That’s the conclusion of a newly declassified 2021 memorandum to the Canadian minister of Immigration, Refugees and Citizenship. The document was classified secret and has only recently been released under access to information laws, albeit with significant redactions. 

These programs, whose participants are often derided as “buying passports,” allow would-be immigrants to skip the line with a sizable investment in their new country. But, the document notes, they tend to have low success rates and suffer from significant associated problems. 

“The department is not generally supportive of passive investor pathways,” reads the memorandum, “given the challenges associated with these programs and the lack of long-term economic benefits… IRCC [Immigration, Refugees and Citizenship Canada] will continue to assert that passive investor programs have not proved successful and has no plans to put in place others at the federal or provincial levels.” 

Despite being heavily censored, the memo provides a unique insight into policy priorities in the nation’s capital. The government’s reluctance is in line with a general global trend that has seen passive investor programs fall out of favour — although hybrid versions (that include a private equity dimension) are on the rise, as seen with the EB-5 program in the United States and the Golden Resident Visa Program in Portugal (however that program is slated to lapse in the coming year). 

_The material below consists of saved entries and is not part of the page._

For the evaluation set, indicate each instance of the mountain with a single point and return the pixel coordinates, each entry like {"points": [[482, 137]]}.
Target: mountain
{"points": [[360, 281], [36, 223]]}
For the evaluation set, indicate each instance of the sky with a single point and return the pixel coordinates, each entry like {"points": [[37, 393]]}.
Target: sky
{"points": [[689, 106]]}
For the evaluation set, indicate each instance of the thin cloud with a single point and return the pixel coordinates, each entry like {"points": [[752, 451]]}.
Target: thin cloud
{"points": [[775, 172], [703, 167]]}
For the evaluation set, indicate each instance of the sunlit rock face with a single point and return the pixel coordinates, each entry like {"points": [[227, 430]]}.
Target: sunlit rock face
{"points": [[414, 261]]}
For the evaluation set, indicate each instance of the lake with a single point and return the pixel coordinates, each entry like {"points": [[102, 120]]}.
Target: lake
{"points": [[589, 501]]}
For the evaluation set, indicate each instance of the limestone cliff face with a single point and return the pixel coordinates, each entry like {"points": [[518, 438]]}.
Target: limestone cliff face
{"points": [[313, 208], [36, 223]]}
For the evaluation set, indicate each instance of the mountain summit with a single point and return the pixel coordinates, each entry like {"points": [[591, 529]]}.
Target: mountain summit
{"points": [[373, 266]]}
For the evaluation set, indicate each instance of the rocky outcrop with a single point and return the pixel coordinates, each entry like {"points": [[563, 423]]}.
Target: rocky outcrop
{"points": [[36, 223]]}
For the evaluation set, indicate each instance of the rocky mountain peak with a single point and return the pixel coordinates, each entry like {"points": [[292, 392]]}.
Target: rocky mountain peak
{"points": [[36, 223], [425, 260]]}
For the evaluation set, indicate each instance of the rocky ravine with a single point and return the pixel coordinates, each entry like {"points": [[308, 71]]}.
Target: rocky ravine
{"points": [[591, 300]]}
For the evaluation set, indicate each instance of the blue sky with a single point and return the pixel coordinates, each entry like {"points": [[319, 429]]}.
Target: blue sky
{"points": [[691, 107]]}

As the document notes, Quebec is the only jurisdiction in Canada that maintains a passive investor pathway to citizenship. The program allows investors to obtain Canadian permanent residence with a $1.2 million investment into a prescribed (government guaranteed) investment. 

Such programs are explicitly prohibited by federal Immigration and Refugee Protection Regulations, but under the terms of the Canada-Quebec Accord the province maintains sole responsibility for the selection of economic immigrants destined to Quebec and can establish its own parameters for economic programs, including the investor pathway. 

According to the document, the Quebec government has identified three key concerns related to its passive investor program: Low retention rates (only 16 per cent among investors selected between 2008-2017), lack of French language ability (only 5 per cent of applicants were French or had “requisite levels of French”) and concerns about “program integrity.” 

Concerns about the Quebec program surface periodically in the media, the document adds, including “complaints regarding the trend of permanent residents selected through this program settling in provinces other than Quebec.” 

These concerns appear to echo those held by the federal government, which cancelled the similar Federal Investor Immigration Program in 2014. The document notes that passive investor programs produce “poor long-term economic outcomes” and have led to “program integrity issues” and a “public perception of ‘buying passports.’” 

The memorandum notes there is “limited evidence” of successful passive investment programs globally, and the department has chosen to focus instead on “initiatives that attract global talent and foster innovation.” 

There is clearly no appetite in Canada’s halls of power to reinstitute any form of a passive investor program, despite persistent lobbying from stakeholders. 

In this fast changing environment, entrepreneurs and investors must therefore be creative to properly access the Canadian market. Our lawyers and immigration advisers are here to assist you and your business so that Canada’s doors remain open to your plans. Contact us today to see how your project can take form in Canada’s immigration landscape.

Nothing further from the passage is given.